福島県いわき市にあるシーフードレストラン「メヒコ」が、昭和の遺産とも言えるアニマルレストランとして、令和の今も予約困難なほどの人気を誇っている。非日常的な空間で食事を楽しめる同店は、フラミンゴの飼育や繁殖を内製化し、創業当初からのコンセプトを守り続けている。

テイクアウトのカニピラフも大人気

店内だけでなく、創業当初から続くテイクアウトのカニピラフも地元の人々に広く親しまれている。価格は小2023円、中2678円、大3434円(税込)。小林さんによると、週末には1日100個ほど売れ、繁忙期には500個近くに達するという。「お盆や年末年始は予約が取れないこともありますから、ご自宅でもメヒコを楽しみたいという方にご利用いただいています」と小林さん。帰省した家族が集まる食卓にカニピラフが並ぶ光景は、いわきではおなじみだ。メヒコは、もはや地域に根付いた食文化のひとつとなっている。

フラミンゴの繁殖を内製化する強み

高度経済成長期に誕生したコンセプトレストランは、時代の変化とともに姿を変えたり閉店したりするケースも少なくない。

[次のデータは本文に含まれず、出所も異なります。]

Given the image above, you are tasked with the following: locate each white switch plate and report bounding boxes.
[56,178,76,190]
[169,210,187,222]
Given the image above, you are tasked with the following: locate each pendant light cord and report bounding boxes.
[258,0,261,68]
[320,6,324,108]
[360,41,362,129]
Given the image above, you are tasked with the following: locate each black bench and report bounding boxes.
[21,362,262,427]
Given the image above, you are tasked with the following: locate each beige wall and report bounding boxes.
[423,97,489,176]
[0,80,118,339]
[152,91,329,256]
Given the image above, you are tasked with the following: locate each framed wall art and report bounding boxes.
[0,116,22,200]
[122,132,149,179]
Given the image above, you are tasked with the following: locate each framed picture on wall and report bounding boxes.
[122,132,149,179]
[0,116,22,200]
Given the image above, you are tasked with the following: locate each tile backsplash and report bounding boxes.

維持管理には手間とコストがかかるからだ。しかし、メヒコは飼育や繁殖を内製化することでコストを抑え、創業以来のコンセプトを守り続けている。「フラミンゴの飼育自体は、それほど難しくないんです。ただ、飼育環境を清潔に保つことには力を入れています」と小林さん。フラミンゴ館では毎朝、開店前にスタッフが2時間かけて清掃を行っている。ガラスや水場を磨き、土をふかふかに耕す。フラミンゴたちが快適に暮らすために欠かせない作業だ。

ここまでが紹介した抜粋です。